Dylan is such a tender-hearted child. I hope that my hardness never rubs off on him. I almost feel like I have nothing to teach him, but that he has everything to teach me. He has already learned so much about charity and forgiveness. He constantly amazes me with the things he knows, I definitely underestimate his intelligence. I hope that he is able to keep his care-free spirit throughout his life. I also hope that he is able to hold onto his abundant energy supply...it will come in handy later.

So far, Dylan and Lena are doing pretty good in the loving each other department. I just hope that their relationship will continue to grow in such a positive direction. I want them to be able to lean on each other as much as they lean on Mike and I. I hope that they will be good examples to each other. I really hope that they will understand the importance of staying close to their family. I hope that they continue to make each other laugh.

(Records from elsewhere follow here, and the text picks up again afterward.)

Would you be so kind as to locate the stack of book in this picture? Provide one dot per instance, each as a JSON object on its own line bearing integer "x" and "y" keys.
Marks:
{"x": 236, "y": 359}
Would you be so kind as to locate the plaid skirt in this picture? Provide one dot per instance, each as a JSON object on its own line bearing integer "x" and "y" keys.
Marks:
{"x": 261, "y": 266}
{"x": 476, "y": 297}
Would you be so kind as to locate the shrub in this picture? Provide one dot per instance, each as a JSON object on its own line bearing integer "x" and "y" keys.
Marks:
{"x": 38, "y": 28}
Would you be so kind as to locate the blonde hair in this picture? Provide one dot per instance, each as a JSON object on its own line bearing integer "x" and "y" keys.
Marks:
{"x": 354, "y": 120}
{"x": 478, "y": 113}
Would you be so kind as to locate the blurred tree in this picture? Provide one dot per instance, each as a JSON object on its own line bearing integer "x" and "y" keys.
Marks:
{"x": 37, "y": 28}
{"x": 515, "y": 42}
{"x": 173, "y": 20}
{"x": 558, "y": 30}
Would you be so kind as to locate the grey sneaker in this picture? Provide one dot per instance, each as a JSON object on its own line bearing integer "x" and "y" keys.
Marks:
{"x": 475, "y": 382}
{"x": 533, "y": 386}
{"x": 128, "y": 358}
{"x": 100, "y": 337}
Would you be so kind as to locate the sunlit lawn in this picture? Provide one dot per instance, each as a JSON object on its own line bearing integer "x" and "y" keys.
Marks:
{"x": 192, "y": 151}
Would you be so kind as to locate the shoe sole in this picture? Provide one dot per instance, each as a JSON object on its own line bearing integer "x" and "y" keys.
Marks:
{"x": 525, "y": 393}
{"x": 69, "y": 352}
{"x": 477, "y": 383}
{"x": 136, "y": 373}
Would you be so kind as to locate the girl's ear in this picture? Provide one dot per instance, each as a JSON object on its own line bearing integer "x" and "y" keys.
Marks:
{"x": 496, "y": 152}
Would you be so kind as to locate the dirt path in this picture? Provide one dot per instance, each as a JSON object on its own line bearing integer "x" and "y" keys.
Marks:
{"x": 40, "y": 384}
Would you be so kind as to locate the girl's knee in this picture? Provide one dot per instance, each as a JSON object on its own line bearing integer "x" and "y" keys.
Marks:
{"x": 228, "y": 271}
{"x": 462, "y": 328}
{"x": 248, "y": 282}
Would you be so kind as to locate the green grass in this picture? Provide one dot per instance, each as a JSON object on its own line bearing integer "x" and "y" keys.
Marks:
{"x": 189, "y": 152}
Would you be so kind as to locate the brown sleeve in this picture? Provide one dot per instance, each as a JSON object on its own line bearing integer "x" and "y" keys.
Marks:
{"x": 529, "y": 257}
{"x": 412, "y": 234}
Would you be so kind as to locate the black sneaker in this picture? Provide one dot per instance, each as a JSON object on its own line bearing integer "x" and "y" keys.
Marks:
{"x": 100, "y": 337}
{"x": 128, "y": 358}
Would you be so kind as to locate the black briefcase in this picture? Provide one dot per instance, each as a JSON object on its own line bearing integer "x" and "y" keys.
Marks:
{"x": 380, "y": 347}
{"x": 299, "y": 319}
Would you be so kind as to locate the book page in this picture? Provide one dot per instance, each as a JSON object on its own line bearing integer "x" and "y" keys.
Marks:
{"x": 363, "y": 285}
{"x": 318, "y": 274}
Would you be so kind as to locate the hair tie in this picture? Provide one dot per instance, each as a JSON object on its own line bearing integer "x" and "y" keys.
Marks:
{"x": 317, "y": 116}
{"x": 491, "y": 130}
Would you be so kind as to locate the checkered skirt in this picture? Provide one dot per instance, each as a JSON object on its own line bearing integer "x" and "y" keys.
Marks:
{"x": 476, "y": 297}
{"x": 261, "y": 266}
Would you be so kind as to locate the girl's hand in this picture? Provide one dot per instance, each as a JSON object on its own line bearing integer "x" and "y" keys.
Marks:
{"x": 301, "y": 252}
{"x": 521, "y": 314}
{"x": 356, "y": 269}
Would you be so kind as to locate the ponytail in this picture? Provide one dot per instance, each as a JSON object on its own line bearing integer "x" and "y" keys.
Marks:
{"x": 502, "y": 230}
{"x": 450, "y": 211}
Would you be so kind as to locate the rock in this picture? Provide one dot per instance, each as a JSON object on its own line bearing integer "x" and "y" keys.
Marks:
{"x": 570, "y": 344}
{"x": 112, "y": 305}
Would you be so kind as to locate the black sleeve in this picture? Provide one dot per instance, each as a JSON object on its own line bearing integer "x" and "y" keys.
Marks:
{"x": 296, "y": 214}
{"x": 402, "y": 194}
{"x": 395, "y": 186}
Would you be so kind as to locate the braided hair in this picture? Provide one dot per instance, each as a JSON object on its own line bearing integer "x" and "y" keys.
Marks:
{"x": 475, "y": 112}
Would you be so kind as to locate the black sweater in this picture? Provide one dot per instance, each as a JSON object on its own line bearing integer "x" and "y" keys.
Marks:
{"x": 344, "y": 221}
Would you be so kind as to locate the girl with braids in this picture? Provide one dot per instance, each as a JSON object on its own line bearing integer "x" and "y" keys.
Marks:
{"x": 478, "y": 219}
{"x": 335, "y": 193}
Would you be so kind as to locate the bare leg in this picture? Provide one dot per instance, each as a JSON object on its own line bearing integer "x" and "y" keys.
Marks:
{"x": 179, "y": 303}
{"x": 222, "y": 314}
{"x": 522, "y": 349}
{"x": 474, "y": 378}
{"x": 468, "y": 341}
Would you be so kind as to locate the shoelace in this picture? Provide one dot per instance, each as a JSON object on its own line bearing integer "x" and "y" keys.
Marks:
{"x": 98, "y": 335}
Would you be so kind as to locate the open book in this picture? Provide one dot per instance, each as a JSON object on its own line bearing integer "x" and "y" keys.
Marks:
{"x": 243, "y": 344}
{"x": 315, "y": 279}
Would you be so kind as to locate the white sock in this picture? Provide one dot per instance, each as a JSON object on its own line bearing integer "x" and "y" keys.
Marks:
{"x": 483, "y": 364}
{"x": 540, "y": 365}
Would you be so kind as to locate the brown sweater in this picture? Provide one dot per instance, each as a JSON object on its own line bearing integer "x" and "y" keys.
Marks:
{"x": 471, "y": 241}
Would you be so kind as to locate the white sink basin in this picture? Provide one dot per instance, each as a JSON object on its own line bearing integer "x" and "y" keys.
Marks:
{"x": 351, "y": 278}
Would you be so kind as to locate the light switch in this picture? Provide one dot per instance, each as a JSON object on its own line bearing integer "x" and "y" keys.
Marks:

As I was watching the young women today (a couple of whom I have known from the time they were babies), my only thought was 'oh no, Lena will not be that old'. Actually it's more denial. When Mike blessed Lena back in June, there were two things that really stood out to me. First, that she will be a joy to her family. And that, she is. Second, he blessed her that she will have a strong bond with me. I pray every day that we will have a close relationship as she grows up. I never want her to feel like she is alone in this world. That no matter where her life takes her, I will always be there to love and support her...unconditionally.
I know that day to day I really struggle to find the 'Mom' in me. I don't lack in the self confidence department. But, I do lack in confidence when it comes to being a mom. I really hate to admit that, but it's the truth. I know that I can do better, that I can try harder and that I can have more patience. However, I know that I have someone cheering me on and who will help me out when I feel like I'm lacking. I also know that there is no one else on this Earth who will love and cherish Dylan and Lena more than I do. And I think that counts for something.